つまりは、わざわざバスと電車を乗り継いで行かなくちゃあいけなかったんだ。」
「・・・・・・。」
「だから、学校の帰りに、って訳にはいかなかったんだな。
それと・・・。」
「ん? それと?」
今度は孝も追いかける。
「買ってきてからのことを考えるとな・・・。」
「んん? 買ってきてからのこと?」
「ああ・・・、つまりはだ、どう説明をするかってことだ。」
「ど、どう説明するかって?」
「お爺ちゃんとお婆ちゃんにだ。“それ、どうしたんだ?”って聞くに決まっていたからな。」
「う、う~ん・・・。」
孝は言葉に詰まった。
別に父親に何かを問われたわけではないのだが、どうしてか、そのときの父親を自分と重ねていたからかもしれない。
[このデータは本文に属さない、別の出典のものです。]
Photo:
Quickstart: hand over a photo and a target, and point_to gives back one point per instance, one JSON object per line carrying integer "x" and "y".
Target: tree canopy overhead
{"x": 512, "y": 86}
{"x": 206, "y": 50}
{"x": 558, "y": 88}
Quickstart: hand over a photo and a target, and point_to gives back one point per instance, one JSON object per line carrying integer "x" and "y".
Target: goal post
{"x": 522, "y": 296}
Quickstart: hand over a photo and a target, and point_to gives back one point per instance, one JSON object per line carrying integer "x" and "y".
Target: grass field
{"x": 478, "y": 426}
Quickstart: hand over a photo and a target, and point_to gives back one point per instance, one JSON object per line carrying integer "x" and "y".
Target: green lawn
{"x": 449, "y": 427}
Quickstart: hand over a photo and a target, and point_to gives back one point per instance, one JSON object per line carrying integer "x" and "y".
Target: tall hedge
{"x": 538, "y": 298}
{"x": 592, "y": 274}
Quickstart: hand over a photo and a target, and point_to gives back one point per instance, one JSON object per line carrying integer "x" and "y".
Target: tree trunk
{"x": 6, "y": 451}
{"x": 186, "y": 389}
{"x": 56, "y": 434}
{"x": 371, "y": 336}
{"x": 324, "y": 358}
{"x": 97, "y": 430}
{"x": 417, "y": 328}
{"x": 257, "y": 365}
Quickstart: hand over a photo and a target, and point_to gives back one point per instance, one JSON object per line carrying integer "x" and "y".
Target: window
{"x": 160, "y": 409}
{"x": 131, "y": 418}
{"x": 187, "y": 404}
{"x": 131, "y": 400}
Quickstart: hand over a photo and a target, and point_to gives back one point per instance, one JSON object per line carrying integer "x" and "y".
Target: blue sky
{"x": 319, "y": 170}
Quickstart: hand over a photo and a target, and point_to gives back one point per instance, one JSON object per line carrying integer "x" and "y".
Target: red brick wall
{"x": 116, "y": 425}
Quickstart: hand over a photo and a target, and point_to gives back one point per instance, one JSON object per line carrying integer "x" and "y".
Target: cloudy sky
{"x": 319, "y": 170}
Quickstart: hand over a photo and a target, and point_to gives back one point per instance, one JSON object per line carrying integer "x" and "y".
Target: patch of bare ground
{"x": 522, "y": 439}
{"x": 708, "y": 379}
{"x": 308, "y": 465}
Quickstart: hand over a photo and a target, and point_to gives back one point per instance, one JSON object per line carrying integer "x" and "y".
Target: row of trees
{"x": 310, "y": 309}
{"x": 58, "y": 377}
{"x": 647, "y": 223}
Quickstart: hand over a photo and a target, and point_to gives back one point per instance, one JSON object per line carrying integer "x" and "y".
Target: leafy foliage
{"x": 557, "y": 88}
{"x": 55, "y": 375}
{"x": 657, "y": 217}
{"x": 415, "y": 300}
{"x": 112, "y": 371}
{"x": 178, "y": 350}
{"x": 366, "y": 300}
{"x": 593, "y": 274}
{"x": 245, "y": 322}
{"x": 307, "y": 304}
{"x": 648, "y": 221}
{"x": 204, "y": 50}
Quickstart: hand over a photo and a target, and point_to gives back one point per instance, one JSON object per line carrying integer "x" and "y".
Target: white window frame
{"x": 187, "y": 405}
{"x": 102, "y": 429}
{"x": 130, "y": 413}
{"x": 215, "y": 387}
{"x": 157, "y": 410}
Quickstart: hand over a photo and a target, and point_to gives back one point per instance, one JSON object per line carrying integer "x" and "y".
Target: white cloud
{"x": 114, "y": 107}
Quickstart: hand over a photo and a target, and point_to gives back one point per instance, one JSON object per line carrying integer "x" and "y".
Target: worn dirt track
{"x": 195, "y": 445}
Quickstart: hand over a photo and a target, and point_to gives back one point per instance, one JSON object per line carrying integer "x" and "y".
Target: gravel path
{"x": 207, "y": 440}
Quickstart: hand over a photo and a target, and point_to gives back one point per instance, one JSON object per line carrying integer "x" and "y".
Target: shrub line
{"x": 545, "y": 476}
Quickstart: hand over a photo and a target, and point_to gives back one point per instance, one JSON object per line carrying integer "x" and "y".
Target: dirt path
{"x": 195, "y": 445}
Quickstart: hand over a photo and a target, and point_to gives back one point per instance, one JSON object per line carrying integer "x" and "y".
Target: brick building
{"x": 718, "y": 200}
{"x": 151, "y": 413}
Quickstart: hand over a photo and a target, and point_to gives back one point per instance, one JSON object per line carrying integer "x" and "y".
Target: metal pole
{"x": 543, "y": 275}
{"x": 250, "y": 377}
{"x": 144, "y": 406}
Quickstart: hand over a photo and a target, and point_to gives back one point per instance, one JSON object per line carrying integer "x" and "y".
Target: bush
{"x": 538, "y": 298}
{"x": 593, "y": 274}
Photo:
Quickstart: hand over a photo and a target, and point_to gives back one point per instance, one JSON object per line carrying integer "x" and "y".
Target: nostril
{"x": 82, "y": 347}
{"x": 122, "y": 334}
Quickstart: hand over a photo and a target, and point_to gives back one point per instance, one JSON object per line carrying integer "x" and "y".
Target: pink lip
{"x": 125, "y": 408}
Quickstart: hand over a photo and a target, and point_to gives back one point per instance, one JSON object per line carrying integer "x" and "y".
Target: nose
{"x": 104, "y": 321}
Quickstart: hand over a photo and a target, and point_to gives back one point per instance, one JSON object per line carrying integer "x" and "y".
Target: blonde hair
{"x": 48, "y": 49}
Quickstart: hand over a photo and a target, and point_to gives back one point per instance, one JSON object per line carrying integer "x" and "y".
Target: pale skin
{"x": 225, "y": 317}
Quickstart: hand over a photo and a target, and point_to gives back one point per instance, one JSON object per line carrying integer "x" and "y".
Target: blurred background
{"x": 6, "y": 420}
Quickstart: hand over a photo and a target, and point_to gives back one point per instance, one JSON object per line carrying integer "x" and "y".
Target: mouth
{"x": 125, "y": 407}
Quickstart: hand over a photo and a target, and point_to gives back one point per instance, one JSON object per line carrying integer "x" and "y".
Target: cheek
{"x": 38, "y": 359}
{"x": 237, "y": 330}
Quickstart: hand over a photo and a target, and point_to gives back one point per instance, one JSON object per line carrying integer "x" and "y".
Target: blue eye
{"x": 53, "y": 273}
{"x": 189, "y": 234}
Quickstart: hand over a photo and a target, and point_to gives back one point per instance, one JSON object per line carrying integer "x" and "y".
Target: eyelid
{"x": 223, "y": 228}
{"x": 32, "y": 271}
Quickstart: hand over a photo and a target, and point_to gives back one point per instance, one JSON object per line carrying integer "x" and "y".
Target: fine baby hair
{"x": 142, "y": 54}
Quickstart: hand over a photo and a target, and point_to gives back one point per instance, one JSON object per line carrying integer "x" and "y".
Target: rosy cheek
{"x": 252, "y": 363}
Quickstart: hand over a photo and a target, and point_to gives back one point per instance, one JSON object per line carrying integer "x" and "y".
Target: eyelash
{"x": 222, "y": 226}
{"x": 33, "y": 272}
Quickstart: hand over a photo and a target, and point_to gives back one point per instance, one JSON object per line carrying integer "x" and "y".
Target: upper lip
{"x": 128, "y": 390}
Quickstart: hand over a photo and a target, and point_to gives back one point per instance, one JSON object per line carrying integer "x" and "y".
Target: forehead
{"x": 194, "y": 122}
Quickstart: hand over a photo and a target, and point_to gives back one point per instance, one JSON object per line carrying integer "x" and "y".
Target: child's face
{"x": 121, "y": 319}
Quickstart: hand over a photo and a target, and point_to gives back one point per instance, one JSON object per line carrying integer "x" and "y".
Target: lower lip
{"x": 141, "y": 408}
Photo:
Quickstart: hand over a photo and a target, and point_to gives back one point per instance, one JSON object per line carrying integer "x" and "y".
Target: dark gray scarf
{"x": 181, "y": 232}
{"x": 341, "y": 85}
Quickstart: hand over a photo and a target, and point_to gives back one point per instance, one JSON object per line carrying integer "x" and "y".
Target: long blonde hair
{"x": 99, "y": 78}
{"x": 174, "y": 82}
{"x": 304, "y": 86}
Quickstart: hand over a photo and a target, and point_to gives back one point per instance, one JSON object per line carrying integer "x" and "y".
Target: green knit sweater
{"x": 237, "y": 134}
「う~ん・・・、ありのままに言えば良かったんじゃない? バイトして買ったんだよって・・・。別に、悪いことをしたわけじゃあないんだし・・・。」
少しだけ考えて、それでも孝はそう言った。自分だったらそうするだろうとの意思表示でもある。
「嘘をついてたんだぞ? それでもか?」
父親は意外な顔で問い返してくる。
「う、嘘?! ただ、黙ってバイトしただけでしょう? 嘘をついたことにはならないよ。」
孝は、まるで自分のことのようにそう反論する。いや、自己弁護だったかもしれない。
「内緒でバイトをしたってのは事実だが、そのせいで、お父さん、結局は小さな嘘をいくつもつかなければならなくなったからな。結果としては、嘘をついたことには間違いがない。」
「ど、どうして?」
孝は、父親の感性が理解できなかった。